Artikel 6 Algemene Gebruiksregels

Strijdig gebruik

Onder een gebruik strijdig met alle bestemmingen wordt in ieder geval verstaan:

  1. a. het gebruiken of het laten gebruiken van gebouwen ten behoeve van een seksinrichting;
  2. b. het gebruik van gronden als paardenbak.

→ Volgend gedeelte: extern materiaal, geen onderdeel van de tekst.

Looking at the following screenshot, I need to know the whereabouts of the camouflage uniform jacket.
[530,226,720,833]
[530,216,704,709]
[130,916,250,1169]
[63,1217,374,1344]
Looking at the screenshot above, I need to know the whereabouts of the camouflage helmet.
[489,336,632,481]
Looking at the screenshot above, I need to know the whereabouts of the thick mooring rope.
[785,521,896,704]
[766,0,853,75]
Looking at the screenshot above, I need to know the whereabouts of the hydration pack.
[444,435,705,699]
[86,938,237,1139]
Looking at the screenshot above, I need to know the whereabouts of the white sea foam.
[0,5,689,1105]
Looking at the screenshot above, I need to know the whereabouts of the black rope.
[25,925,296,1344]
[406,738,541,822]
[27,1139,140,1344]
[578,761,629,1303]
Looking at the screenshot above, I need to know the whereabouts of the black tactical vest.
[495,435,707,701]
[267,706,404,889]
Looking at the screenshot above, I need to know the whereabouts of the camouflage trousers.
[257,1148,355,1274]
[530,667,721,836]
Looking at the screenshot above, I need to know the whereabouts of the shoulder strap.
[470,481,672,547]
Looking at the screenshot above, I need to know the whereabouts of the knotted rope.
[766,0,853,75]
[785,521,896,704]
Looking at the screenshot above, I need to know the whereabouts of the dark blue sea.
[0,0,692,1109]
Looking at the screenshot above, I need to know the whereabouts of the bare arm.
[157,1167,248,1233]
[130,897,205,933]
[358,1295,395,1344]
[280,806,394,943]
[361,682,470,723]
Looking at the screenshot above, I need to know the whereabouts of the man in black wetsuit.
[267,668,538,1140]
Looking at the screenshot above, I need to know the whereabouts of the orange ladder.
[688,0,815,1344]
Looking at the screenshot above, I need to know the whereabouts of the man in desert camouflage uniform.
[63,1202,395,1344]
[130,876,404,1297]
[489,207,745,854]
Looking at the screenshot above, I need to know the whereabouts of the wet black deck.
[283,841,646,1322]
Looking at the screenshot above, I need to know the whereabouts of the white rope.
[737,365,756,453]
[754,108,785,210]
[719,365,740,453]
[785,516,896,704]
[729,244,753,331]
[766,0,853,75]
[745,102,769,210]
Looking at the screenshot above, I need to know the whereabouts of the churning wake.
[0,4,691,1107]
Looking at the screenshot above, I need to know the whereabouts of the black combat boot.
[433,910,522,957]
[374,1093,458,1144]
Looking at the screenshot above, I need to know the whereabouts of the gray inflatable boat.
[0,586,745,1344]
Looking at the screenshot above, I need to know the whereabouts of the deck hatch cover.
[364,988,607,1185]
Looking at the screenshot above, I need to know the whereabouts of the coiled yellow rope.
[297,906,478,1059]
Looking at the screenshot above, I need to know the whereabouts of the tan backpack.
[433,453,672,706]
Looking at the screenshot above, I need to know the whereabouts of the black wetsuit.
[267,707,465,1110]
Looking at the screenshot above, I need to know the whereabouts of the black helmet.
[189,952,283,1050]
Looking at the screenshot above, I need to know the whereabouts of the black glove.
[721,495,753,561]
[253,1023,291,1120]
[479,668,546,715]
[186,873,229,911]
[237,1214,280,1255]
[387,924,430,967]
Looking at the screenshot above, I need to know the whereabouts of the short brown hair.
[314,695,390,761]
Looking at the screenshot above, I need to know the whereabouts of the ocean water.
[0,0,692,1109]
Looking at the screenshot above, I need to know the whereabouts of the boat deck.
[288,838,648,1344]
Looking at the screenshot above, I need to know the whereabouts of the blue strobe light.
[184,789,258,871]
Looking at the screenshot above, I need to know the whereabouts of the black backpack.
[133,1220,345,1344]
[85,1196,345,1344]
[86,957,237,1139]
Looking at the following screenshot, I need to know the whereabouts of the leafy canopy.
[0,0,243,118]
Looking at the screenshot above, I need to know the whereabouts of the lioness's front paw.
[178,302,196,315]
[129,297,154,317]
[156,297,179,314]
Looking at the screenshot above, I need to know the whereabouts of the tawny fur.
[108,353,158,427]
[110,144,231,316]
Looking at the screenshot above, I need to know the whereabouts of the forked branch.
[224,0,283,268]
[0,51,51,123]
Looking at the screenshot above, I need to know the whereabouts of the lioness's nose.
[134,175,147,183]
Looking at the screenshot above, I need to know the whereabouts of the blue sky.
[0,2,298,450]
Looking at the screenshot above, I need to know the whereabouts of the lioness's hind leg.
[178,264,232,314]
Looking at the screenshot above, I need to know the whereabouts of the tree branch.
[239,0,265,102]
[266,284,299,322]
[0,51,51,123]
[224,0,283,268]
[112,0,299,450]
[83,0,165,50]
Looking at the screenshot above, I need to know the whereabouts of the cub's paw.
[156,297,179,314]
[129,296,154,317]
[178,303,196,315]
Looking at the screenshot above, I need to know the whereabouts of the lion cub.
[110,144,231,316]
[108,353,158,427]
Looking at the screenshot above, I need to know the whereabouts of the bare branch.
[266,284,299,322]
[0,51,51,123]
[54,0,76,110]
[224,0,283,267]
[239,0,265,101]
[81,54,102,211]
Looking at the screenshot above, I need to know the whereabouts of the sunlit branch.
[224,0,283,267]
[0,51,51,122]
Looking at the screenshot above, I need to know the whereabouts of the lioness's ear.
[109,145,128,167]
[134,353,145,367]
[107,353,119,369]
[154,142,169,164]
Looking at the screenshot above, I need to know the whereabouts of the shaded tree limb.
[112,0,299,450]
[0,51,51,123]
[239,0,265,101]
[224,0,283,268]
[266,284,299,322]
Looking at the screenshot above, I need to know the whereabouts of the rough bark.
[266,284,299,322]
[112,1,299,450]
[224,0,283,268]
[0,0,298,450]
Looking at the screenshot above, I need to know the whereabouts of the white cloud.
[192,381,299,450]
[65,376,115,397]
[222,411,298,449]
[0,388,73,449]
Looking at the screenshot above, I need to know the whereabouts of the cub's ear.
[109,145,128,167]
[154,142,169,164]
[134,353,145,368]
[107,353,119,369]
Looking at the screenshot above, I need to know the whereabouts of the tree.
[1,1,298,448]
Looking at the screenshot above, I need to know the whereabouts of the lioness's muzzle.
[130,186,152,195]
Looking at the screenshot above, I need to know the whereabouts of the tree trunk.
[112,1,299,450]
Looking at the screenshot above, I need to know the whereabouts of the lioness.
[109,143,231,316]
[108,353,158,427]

Artikel 7 Algemene Afwijkingsregels

7.1 Afwijkingen

Bij omgevingsvergunning kan worden afgeweken van:

  1. a. de bij recht in de regels gegeven maten en afmetingen tot niet meer dan 10% van die maten en afmetingen;
  2. b. de bestemmingsregels en toestaan dat het beloop of het profiel van wegen of de aansluiting van wegen onderling in geringe mate wordt aangepast, indien de verkeersveiligheid en/of -intensiteit daartoe aanleiding geven;
  3. c. de bestemmingsregels met het oog op de aanpassing aan de werkelijke afmetingen van het terrein mits de structuur van het plan niet wordt aangetast en de afwijking gewenst en noodzakelijk wordt geacht voor de juiste verwezenlijking van het plan;
  4. d. de bestemmingsregels ten aanzien van de bouwhoogte van andere bouwwerken en toestaan dat de bouwhoogte wordt vergroot tot niet meer dan 10 m;
  5. e. de bestemmingsregels ten aanzien van de bouwhoogte van andere bouwwerken en toestaan dat de bouwhoogte van kunstwerken en van zend-, ontvang- en/of sirenemasten wordt vergroot tot niet meer dan 40 m;
  6. f. de bestemmingsregels en toestaan dat de grenzen van het bouwvlak naar de buitenzijde worden overschreden door:
    1. 1. plinten, pilasters, kozijnen, gevelversieringen, ventilatiekanalen en schoorstenen;
    2. 2. gevel- en kroonlijsten en overstekende daken;
    3. 3. (hoek)erkers over maximaal de halve gevelbreedte, ingangspartijen, luifels, balkons en galerijen, mits de bouwgrens met niet meer dan 1,50 m wordt overschreden;
  7. g. het bepaalde over de afstand van uitbouwen tot aan de voorgevel en het verlengde daarvan voor het bouwen van (hoek)erkers, mits de diepte van de (hoek-)erker, gemeten uit de zijgevel, niet meer bedraagt dan 1,50 m;
  8. h. het bepaalde ten aanzien van de maximale bouwhoogte van gebouwen en toestaan dat de bouwhoogte van de gebouwen wordt vergroot ten behoeve van plaatselijke verhogingen, zoals schoorstenen, luchtkokers, liftkokers en lichtkappen.

7.2 Afwegingskader

Een in 7.1 genoemde omgevingsvergunning kan uitsluitend worden verleend indien geen onevenredige aantasting plaatsvindt van:

  1. a. het straat- en bebouwingsbeeld;
  2. b. de woonsituatie;
  3. c. de verkeersveiligheid;
  4. d. de milieusituatie;
  5. e. de gebruiksmogelijkheden van de aangrenzende gronden;
  6. f. de sociale veiligheid.

Artikel 8 Overige Regels

8.1 Werking wettelijke regelingen

De wettelijke regelingen waarnaar in de regels van dit plan wordt verwezen, gelden zoals deze luiden op het moment van vaststelling van het plan.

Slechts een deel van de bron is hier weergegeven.